McGill has been listed in critical condition since Oct. 14, when he crashed his mother's 2005 Cadillac near Boones Mill in Franklin County. The wreck involved six people and killed Hannah M. Long, a 15-year-old Liberty High School student. Rufus McGill II was airlifted to the hospital.

"He took a turn for the worst last Sunday," Jerri McGill said. "They're running some tests right now, but the doctors believe he's brain dead."

She paused.

"There are some decisions that his father and I are going to have to make."

It's been a two-week nightmare for the McGills, one that has kept them camped out in a hospital waiting area since the crash.

Divorced but still on amicable terms, the pair, both 40, agreed that keeping alive the possibility of grandchildren through their son was a positive thing. They even found a University of Virginia Medical Center urologist willing to perform the procedure, they said.

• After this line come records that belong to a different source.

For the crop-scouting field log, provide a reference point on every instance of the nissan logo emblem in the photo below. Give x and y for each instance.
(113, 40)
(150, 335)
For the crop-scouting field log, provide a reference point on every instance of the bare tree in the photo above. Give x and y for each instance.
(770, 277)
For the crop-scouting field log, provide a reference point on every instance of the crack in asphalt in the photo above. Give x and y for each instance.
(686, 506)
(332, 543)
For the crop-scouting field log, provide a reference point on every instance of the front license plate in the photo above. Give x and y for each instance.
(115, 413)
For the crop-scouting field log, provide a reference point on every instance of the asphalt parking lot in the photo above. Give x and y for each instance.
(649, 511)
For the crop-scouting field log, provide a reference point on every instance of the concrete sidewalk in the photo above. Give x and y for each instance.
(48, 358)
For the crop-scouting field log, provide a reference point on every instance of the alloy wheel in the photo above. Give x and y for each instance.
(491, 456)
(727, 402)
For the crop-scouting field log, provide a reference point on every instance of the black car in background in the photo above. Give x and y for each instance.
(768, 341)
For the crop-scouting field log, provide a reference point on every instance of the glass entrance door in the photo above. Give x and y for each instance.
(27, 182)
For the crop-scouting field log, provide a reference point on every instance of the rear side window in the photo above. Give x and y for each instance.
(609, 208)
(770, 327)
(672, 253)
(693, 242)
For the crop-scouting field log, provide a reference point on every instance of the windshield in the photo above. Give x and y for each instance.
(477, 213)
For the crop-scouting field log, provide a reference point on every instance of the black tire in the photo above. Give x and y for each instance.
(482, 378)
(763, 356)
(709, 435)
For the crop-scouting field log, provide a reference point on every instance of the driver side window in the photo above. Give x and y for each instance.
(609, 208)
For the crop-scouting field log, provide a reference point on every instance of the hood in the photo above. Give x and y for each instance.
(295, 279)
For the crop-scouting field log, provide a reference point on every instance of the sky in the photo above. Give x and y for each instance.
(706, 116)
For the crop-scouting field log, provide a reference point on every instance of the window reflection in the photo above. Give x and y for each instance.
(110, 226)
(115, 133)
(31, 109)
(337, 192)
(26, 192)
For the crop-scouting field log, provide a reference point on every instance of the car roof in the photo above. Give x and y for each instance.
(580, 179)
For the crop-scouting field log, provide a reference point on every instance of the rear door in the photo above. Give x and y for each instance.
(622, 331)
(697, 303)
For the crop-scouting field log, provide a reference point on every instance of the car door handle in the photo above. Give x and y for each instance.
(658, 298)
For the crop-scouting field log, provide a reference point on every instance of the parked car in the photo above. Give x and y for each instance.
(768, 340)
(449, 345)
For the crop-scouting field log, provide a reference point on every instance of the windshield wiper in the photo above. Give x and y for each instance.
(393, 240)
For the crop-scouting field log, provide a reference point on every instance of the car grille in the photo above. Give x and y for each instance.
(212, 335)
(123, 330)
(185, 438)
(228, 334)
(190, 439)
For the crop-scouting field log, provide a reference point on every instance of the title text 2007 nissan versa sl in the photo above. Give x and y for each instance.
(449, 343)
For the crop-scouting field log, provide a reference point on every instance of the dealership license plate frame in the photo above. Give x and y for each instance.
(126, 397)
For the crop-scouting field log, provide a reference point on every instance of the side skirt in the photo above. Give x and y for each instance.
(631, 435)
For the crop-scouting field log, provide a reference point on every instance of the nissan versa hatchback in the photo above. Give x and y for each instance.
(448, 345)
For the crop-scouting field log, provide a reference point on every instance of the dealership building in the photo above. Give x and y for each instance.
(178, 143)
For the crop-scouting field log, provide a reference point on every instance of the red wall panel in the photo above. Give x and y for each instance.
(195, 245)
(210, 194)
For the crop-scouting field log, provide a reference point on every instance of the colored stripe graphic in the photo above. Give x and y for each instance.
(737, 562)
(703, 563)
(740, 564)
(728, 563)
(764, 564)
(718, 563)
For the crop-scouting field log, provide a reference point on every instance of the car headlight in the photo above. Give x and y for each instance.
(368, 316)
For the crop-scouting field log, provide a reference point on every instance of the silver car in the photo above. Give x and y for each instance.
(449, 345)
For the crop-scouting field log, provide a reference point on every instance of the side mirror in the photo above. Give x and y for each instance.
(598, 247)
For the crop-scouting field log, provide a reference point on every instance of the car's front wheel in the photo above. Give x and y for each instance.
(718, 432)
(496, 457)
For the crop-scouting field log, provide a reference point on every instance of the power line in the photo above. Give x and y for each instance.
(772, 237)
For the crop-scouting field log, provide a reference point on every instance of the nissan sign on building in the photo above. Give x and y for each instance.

"The problem is a court order," Jerri McGill said. "We have to have a court order because of his age. We have called attorneys in Roanoke and they won't touch it with a 10-foot pole."

Thomas Hafemeister, a University of Virginia law professor who researches bioethics and the law, said the issue isn't crystal clear, that anything having to do with reproduction produces its own parallel questions.

If Rufus McGill II were a minor, the situation would be less convoluted, Hafemeister said.

"He is brain dead, but he has not yet been declared dead," he said. "The question becomes: Who is the surrogate decision maker? Who can make decisions on behalf of this adult?"

Ensuring that the child enters the world in a stable environment also becomes a concern, he said.

"There may be some groups in society who find this improper, creating a life without a parent," Hafemeister said. "And what are grandparents' rights?"

Laurence McCullough, the associate director of medicine at the Center for Medical Ethics and Health Policy at Baylor College of Medicine, said in an email that the McGills do not have ethical legal standing to make their request.

"If his wishes regarding having children cannot be reliably identified, the matter is concluded and the parents' request should be refused," McCullough said.

If the McGills' plans to extract their son's semen do move forward, experts said the semen would then be analyzed and frozen in liquid nitrogen, essentially freezing the cells in time.

Michelle Ottay, the lab director for the Fairfax Cryobank in Northern Virginia, said she has worked with families looking to extract and freeze sperm before. The procedure is often used by military families when someone is scheduled for deployment, or when a cancer patient prepares for treatment that may affect his reproductive abilities.